A Good Death – and a Reluctant Letting Go

Milo’s work is done. We said goodbye to him on Monday morning, as he went to sleep photo copypeacefully. He had the help of our vet on his journey, the last hugs from his boys before they left for school, and our tears soaking into his fur.

It seemed easy for him, compared to the struggle to walk down the stairs or take a slow walk around the block. For me, it was among the hardest things I have done.

A good death is peaceful, and as hard as it was to let go, I believe we did the right thing for Milo. But in these last days, I have struggled to know whether it was time. I knew things were challenging for our pup, and I gladly carried him up the stairs at bedtime, down again in the morning. How long could he hold on – with our help?

What our dog had was the present moment. He did not understand that the discomfort he was feeling was a large tumor. He did not realize why we were trying so hard to get him to eat the supplements and pain relievers along with his breakfast. Milo did not know to do anything other than what felt right.

Vina Kay

Vina Kay

I remembered my father’s last days and how until the end, he fought for life. At one point in that week he asked the doctor about the possibility of a lung transplant. Not a realistic option, we all knew, but he asked anyway. He wanted to keep living. It was us who said no to the ventilator when that time came.

Death is a community project, at least in our human world. We decide with and for each other, and weigh decisions together more than the idea of human autonomy might wish. Our vet said that in the wild, a sick animal would go off on its own to die, walking quietly out of this world. Would Milo have wanted that? Perhaps, but here where our human-dog worlds intersect, we could not have it that way.

So this is how we do it. Milo did step lightly out of this world, leaving just a red collar and a leash and our sad hearts.

A friend told me that months later, her husband came down the stairs calling for their dog. I expect to be calling and looking for Milo for a long time. After my father died, I did just that and still do. We are human, we do not step so lightly, and we are reluctant to let go.

This poem I wrote for my father now seems also for my dog.

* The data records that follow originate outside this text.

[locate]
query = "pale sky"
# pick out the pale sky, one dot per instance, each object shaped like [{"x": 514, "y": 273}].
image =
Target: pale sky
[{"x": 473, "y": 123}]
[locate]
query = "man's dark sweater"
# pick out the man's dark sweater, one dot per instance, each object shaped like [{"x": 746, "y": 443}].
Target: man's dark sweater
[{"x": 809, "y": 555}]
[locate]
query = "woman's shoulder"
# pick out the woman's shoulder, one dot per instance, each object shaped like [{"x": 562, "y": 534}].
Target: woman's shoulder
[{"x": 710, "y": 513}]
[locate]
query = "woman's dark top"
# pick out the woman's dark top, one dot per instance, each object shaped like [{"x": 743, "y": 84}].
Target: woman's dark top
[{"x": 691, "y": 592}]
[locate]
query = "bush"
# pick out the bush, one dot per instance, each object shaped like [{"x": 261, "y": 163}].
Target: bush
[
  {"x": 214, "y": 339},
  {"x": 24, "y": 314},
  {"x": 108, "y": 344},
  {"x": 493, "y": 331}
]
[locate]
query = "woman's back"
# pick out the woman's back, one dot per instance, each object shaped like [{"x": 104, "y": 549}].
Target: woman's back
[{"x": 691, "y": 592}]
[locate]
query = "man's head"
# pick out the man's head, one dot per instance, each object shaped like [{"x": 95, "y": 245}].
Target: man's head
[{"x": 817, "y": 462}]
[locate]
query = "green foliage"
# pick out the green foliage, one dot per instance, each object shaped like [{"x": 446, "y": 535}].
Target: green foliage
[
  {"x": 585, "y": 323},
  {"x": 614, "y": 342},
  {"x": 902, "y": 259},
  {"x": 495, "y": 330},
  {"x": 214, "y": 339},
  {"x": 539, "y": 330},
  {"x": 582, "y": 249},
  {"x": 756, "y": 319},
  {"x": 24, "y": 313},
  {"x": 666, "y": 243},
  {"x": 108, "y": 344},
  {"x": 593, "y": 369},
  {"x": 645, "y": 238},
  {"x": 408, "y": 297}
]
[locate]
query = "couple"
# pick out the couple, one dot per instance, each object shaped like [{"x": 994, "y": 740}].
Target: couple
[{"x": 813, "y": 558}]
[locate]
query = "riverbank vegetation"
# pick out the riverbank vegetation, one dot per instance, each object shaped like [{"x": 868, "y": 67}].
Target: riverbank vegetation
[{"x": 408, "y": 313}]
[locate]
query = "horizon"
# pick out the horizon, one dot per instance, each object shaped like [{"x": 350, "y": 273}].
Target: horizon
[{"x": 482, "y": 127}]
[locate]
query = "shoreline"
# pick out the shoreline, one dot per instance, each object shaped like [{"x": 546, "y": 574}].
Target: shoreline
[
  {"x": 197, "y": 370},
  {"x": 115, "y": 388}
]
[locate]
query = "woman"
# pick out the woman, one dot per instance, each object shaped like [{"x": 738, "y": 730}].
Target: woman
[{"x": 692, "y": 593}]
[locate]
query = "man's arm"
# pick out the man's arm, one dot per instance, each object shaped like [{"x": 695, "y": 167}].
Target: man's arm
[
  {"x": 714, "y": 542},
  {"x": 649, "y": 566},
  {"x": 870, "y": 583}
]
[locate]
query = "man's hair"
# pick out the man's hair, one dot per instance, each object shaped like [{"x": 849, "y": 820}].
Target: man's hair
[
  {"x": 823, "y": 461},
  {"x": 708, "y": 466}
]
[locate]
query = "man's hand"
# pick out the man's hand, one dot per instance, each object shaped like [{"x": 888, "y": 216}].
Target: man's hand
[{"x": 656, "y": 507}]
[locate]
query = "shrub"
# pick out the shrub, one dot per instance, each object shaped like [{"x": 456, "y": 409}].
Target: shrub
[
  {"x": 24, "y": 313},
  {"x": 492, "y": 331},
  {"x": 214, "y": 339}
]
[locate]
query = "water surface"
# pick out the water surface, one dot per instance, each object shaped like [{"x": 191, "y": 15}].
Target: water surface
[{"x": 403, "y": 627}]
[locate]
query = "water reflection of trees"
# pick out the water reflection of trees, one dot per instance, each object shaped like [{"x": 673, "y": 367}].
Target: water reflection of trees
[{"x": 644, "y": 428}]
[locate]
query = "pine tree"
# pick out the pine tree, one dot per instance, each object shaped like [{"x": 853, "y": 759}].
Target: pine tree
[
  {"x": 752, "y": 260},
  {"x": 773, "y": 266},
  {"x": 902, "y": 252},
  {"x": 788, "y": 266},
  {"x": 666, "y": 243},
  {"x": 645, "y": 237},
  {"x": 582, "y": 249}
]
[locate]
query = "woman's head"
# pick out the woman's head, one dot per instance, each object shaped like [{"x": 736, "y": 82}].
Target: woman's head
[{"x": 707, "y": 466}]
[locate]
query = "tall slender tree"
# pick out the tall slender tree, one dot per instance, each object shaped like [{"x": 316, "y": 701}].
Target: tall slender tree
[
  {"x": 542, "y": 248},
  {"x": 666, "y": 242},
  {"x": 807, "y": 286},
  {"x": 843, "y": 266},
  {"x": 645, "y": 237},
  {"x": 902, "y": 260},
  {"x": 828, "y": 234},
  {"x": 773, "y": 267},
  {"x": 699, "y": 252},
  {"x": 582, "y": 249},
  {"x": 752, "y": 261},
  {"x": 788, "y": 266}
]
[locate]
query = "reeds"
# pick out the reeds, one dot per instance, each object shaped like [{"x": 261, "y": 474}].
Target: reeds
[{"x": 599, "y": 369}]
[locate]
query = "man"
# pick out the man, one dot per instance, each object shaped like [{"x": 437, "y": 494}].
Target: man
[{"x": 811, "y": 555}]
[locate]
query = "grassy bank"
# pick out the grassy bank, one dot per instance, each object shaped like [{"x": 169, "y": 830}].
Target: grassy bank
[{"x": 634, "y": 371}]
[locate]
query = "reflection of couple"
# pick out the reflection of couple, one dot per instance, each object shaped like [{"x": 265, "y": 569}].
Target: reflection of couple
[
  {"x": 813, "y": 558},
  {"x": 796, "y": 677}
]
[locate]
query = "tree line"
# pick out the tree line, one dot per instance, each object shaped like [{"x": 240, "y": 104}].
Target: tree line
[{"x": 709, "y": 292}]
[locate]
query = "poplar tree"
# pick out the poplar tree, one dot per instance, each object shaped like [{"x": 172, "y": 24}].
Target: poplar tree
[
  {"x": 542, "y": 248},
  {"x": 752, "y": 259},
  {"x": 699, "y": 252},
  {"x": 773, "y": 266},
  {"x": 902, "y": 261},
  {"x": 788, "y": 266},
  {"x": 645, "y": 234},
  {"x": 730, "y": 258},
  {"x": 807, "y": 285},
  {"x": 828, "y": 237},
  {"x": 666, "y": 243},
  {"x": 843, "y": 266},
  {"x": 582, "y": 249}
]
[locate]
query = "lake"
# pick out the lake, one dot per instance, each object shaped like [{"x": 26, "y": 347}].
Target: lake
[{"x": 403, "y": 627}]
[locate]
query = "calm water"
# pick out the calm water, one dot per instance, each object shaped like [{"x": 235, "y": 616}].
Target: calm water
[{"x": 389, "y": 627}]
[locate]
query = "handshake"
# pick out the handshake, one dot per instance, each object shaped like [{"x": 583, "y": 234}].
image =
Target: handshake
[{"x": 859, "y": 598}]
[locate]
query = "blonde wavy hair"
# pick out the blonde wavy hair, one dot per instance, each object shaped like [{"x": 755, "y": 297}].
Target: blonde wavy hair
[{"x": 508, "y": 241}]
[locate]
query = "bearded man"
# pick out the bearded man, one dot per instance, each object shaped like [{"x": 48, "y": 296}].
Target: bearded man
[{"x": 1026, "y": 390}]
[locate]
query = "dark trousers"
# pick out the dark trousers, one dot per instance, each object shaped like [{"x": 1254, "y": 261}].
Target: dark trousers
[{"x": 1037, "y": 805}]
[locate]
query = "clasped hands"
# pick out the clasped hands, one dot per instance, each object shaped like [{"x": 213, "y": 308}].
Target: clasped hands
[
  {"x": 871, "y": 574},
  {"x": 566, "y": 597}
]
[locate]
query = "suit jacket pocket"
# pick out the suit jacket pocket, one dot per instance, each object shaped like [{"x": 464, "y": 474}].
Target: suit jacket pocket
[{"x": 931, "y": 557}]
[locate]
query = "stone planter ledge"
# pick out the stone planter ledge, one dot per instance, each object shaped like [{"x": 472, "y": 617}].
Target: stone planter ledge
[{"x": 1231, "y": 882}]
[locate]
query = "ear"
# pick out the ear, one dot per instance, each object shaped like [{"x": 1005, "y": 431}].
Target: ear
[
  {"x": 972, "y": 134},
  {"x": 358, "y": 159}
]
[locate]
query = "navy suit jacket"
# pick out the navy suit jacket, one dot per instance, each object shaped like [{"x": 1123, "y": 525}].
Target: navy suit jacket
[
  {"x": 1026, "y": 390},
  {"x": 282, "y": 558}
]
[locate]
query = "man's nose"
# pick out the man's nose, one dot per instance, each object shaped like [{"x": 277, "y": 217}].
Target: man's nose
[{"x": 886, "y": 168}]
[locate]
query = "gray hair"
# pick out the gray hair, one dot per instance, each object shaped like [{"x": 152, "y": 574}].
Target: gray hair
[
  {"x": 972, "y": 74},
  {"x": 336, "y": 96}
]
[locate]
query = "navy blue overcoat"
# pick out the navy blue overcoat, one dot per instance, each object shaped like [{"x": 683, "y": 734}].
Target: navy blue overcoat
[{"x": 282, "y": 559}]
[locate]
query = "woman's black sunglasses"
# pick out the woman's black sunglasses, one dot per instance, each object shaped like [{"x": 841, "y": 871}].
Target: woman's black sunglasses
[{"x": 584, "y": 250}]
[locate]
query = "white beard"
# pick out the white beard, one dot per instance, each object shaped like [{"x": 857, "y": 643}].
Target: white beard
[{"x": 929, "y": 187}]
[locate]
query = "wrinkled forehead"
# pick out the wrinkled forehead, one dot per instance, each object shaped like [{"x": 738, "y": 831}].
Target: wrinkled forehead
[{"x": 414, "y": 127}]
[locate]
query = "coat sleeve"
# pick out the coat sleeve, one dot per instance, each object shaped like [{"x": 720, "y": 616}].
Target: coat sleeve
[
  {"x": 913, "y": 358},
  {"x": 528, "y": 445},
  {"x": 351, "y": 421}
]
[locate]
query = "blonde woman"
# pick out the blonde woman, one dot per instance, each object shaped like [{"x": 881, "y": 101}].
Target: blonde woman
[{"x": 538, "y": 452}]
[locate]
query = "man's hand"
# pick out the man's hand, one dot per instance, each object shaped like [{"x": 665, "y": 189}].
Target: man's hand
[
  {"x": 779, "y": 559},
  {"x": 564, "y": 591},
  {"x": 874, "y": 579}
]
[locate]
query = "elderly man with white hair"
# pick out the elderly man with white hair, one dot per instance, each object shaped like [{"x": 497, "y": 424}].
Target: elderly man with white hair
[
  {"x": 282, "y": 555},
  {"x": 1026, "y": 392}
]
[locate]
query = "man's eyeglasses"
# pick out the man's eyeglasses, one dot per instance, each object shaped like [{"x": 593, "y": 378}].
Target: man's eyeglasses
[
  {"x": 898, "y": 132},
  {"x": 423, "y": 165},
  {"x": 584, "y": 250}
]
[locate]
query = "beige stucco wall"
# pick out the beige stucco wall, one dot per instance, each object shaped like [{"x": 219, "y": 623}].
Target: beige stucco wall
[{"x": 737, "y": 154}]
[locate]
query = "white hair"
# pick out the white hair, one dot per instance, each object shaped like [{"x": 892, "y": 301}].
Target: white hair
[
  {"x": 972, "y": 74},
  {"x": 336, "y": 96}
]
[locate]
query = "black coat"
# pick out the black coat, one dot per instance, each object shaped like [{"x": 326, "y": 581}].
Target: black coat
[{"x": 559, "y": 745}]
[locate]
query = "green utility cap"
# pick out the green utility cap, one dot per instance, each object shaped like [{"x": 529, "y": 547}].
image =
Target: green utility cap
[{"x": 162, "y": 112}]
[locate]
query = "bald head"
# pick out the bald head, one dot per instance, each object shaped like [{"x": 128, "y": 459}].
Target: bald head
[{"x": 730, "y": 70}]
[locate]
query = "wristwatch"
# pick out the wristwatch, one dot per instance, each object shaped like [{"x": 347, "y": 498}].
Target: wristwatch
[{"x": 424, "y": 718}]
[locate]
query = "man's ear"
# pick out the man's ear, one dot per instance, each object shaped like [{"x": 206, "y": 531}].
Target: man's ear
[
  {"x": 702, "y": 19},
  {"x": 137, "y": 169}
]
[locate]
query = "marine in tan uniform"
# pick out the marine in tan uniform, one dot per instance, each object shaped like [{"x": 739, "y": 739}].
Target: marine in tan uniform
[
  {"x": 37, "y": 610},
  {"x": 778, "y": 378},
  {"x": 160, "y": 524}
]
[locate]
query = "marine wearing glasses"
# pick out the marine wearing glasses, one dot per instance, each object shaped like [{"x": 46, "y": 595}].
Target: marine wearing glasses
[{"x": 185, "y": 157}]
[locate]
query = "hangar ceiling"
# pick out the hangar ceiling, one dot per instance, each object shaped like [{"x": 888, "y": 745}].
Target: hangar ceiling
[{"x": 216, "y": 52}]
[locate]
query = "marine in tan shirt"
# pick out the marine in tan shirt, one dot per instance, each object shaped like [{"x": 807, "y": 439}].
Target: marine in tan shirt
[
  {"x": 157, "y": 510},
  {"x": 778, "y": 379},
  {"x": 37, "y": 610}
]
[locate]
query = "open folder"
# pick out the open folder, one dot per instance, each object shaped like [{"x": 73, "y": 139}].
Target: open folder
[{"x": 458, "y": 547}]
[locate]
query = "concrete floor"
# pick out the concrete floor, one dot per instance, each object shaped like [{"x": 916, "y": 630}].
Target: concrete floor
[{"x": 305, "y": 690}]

I knew it would end somewhere,

and watching you go, without me,

I could only imagine the place.

Might it be thin and cottony,

gauzy fabric waving in the

air, brushing me softly as

I pass next to it?  Or does

it blow invisibly, like wind,

bending the black trees at

Storm Point?  Is it in the

mysterious power of water?

Walking along the beach, I

have felt the push and

pull of life and death.  Shells

of crabs wash up on shore,

and the bodies of thousands

have melted into ocean water,

while tiny particles of life

swirl about in the dark below.

Is that where you are, moving

easily in a world where

living and dead coexist?  Or

are you in my dream from

last night, in a sunlit world,

going home?  I do not have

the answer.  So this is where

it rests:  in the life I keep

living, while feeling the mystery

of death brush by in the wind.

You cannot take me with you,

and so I let go.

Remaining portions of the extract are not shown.